Calcium dobesilate is used as a traditional therapeutic drug for diabetic retinopathy, and the pharmacological effects include reducing capillary permeability and decreasing blood pressure (15). In this study, the expression levels of Nrf2, Keap1 and HO-1 in the model administration group were closer to the blank control group than the model control group. This suggests that calcium dobesilate may be able to achieve therapeutic effects by adjusting the oxidant-antioxidant balance of the lens. The degree of lens opacity in the model administration group was better than in the model control group, which may be the result of inhibition of inflammatory substances by calcium dobesilate. Most inflammatory substances are vasoactive substances, and their presence in sufficient concentrations can cause increased vascular permeability. Calcium dobesilate acts by inhibiting the secretion of these substances to achieve the effect of reducing vascular permeability.
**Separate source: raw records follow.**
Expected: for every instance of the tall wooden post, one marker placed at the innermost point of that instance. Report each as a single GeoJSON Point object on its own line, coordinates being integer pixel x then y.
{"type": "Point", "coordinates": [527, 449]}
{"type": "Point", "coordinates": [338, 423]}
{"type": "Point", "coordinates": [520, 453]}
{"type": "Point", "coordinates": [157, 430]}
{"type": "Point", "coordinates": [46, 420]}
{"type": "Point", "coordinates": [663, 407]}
In conclusion, our study found that calcium dobesilate can effectively increase the levels of Nrf2 and HO-1 in the lens of diabetic cataracts in rats and inhibit the levels of Keap1. These results help to define the underlying mechanism for its effects on cataracts through the improvement of Nrf2-Keap1 signaling pathway and stabilization of oxidant-antioxidant balance in the lens. Altogether, this study indicates the therapeutic potential for calcium dobesilate against the development and progression of diabetic cataracts.